Despite these global shocks, Kenya’s inflation has remained relatively stable. Overall inflation rose only slightly to 4.4 per cent in March 2026, up from 4.3 per cent in February, keeping it close to the midpoint of the CBK’s target band of 5 ± 2.5 per cent.
This suggests that, for now, domestic price pressures remain under control even as global conditions become more volatile.
Core inflation, which excludes volatile items such as food and fuel, also stayed low at 2.1 per cent. This was largely supported by lower prices of processed food products, especially essentials such as sugar and maize flour, which continue to play a major role in household spending.

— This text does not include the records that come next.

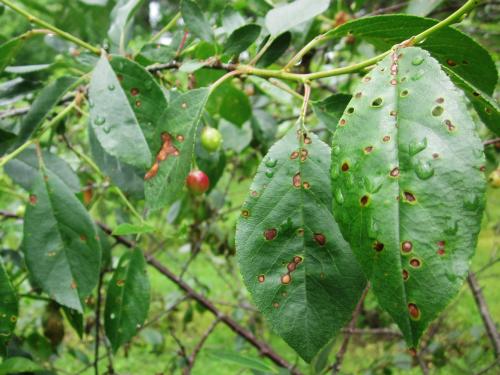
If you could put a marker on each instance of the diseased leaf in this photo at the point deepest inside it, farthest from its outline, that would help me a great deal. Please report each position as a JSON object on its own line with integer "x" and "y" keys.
{"x": 196, "y": 21}
{"x": 177, "y": 128}
{"x": 8, "y": 309}
{"x": 283, "y": 18}
{"x": 127, "y": 301}
{"x": 121, "y": 17}
{"x": 277, "y": 48}
{"x": 408, "y": 186}
{"x": 461, "y": 54}
{"x": 300, "y": 271}
{"x": 60, "y": 235}
{"x": 25, "y": 169}
{"x": 485, "y": 106}
{"x": 113, "y": 120}
{"x": 8, "y": 50}
{"x": 330, "y": 110}
{"x": 241, "y": 38}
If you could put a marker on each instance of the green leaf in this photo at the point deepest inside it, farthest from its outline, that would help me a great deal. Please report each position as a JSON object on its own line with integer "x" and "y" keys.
{"x": 121, "y": 17}
{"x": 127, "y": 301}
{"x": 42, "y": 107}
{"x": 241, "y": 360}
{"x": 276, "y": 50}
{"x": 118, "y": 128}
{"x": 15, "y": 365}
{"x": 422, "y": 7}
{"x": 294, "y": 261}
{"x": 196, "y": 21}
{"x": 24, "y": 169}
{"x": 485, "y": 106}
{"x": 179, "y": 124}
{"x": 407, "y": 171}
{"x": 330, "y": 110}
{"x": 8, "y": 50}
{"x": 60, "y": 235}
{"x": 235, "y": 138}
{"x": 241, "y": 39}
{"x": 127, "y": 228}
{"x": 449, "y": 46}
{"x": 126, "y": 177}
{"x": 283, "y": 18}
{"x": 8, "y": 309}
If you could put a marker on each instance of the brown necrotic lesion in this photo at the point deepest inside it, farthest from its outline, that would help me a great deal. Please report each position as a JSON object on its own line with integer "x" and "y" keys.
{"x": 167, "y": 149}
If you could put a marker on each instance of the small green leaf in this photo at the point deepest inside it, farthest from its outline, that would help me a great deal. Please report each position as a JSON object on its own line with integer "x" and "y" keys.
{"x": 127, "y": 301}
{"x": 127, "y": 228}
{"x": 60, "y": 235}
{"x": 113, "y": 120}
{"x": 330, "y": 110}
{"x": 24, "y": 169}
{"x": 241, "y": 39}
{"x": 276, "y": 50}
{"x": 300, "y": 271}
{"x": 241, "y": 360}
{"x": 462, "y": 54}
{"x": 16, "y": 365}
{"x": 8, "y": 309}
{"x": 179, "y": 125}
{"x": 121, "y": 17}
{"x": 283, "y": 18}
{"x": 196, "y": 21}
{"x": 8, "y": 50}
{"x": 407, "y": 175}
{"x": 42, "y": 107}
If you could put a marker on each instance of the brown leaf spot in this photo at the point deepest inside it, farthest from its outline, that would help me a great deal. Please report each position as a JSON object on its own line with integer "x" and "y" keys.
{"x": 378, "y": 246}
{"x": 286, "y": 279}
{"x": 406, "y": 246}
{"x": 33, "y": 199}
{"x": 270, "y": 234}
{"x": 414, "y": 311}
{"x": 320, "y": 238}
{"x": 415, "y": 263}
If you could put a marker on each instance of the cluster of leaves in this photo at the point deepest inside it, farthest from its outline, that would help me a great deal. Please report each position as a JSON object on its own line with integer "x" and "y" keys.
{"x": 396, "y": 200}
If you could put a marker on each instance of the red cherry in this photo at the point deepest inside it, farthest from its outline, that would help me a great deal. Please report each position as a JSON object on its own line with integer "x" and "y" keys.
{"x": 197, "y": 182}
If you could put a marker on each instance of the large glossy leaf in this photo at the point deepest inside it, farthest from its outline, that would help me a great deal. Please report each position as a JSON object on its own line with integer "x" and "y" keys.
{"x": 196, "y": 21}
{"x": 241, "y": 39}
{"x": 283, "y": 18}
{"x": 408, "y": 186}
{"x": 25, "y": 169}
{"x": 178, "y": 129}
{"x": 449, "y": 46}
{"x": 300, "y": 271}
{"x": 124, "y": 107}
{"x": 42, "y": 106}
{"x": 8, "y": 309}
{"x": 127, "y": 301}
{"x": 60, "y": 242}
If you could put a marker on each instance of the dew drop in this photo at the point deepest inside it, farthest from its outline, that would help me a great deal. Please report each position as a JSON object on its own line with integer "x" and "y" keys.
{"x": 424, "y": 170}
{"x": 271, "y": 163}
{"x": 417, "y": 146}
{"x": 417, "y": 60}
{"x": 99, "y": 120}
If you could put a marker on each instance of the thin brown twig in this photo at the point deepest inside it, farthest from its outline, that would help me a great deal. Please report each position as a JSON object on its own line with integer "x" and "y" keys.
{"x": 339, "y": 357}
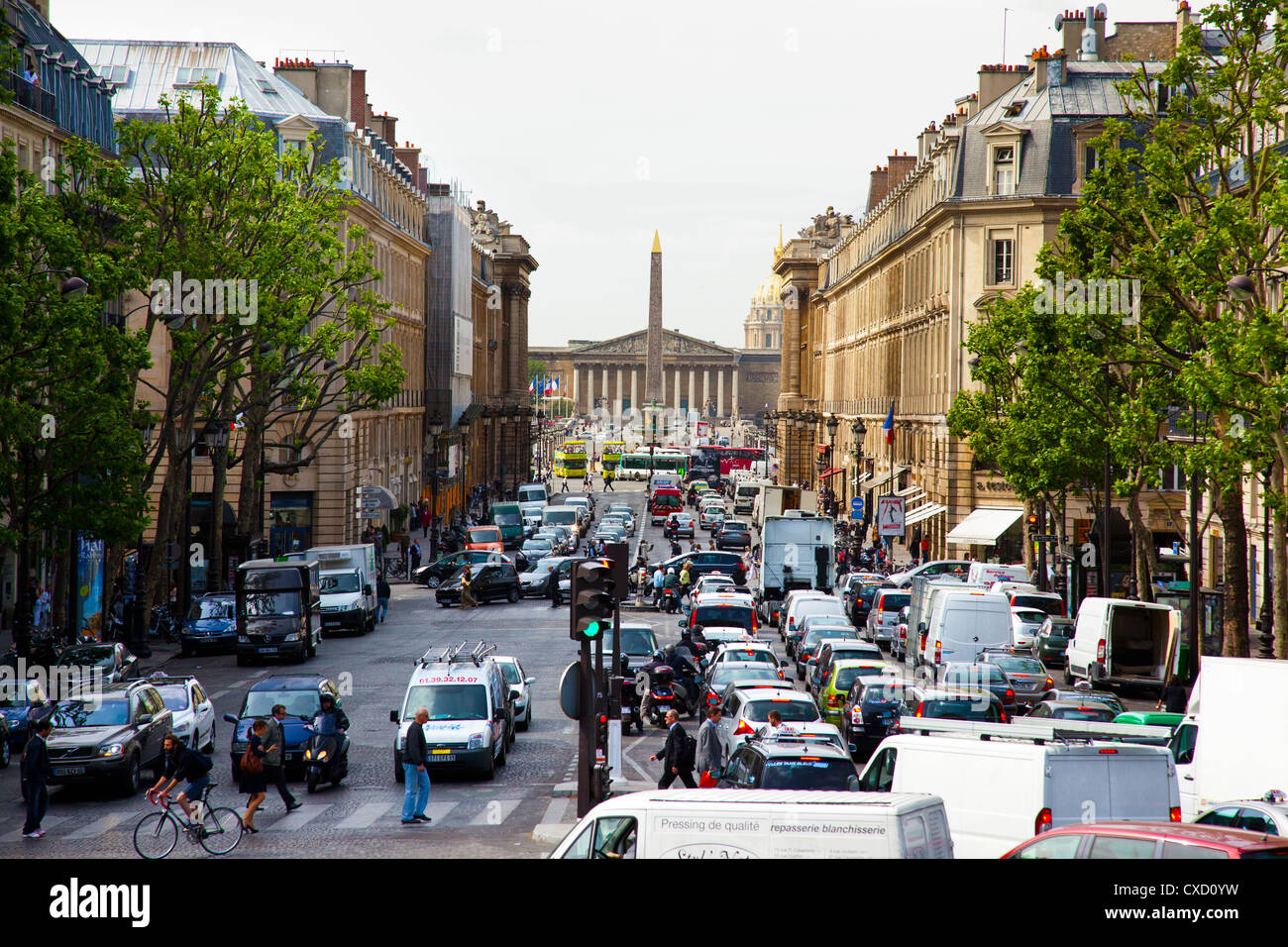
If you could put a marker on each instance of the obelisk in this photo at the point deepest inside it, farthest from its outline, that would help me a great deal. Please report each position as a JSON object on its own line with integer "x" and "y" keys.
{"x": 653, "y": 361}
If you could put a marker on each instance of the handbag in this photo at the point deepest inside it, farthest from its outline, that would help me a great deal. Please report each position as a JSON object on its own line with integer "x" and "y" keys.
{"x": 252, "y": 763}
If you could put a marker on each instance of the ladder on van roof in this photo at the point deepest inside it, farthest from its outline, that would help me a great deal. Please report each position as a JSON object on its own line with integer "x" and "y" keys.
{"x": 1039, "y": 731}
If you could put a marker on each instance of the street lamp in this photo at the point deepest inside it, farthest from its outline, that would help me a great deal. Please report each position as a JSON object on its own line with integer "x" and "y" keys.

However, pressure was seen in non-core inflation, which covers more volatile items. This measure increased to 10.8 per cent in March, compared to 10.1 per cent in February, mainly due to rising prices of vegetables such as tomatoes and Irish potatoes.
These increases reflect seasonal supply movements as well as transport costs linked to higher fuel prices.
Even with these pressures, the CBK remains optimistic that inflation will stay within the target range in the near future. The bank expects stable food prices, good weather, and exchange rate stability to help cushion the economy against external shocks, even as oil prices remain a risk.
Kenyan Economy Remains Strong
On the broader economy, Kenya continued to show resilience. The CBK estimates that the economy grew by 5.0 per cent in 2025, an improvement from 4.7 per cent in 2024.
This growth was supported by a recovery in the industrial sector, continued strength in services, and stable performance in agriculture, which remains one of the country’s key pillars.
Looking ahead, the CBK now projects economic growth of 5.3 per cent in 2026, slightly lower than the earlier forecast of 5.5 per cent.
The small downward revision reflects the emerging risks associated with the Middle East conflict, especially its likely effect on fuel imports, production costs, and consumer spending.
Survey feedback from the agricultural sector also pointed to expectations of stable food prices in the coming months, mainly because of favourable weather conditions and a steady shilling. Even so, respondents warned that rising global oil prices could still create fresh inflationary pressure through transport and logistics costs.
Business confidence, according to the March 2026 CEOs Survey and Market Perceptions Survey, remained generally positive. Many firms still expect steady performance in the months ahead, supported by easing borrowing costs and improved access to credit.
However, companies also raised concerns over persistent global uncertainty, the high cost of doing business, and weak consumer demand, all of which could slow private sector expansion if left unchecked.
Overall, the CBK’s decision to hold rates steady signals a cautious but supportive approach—one that seeks to protect borrowers from sudden loan cost increases while giving the economy room to grow in an increasingly uncertain global environment.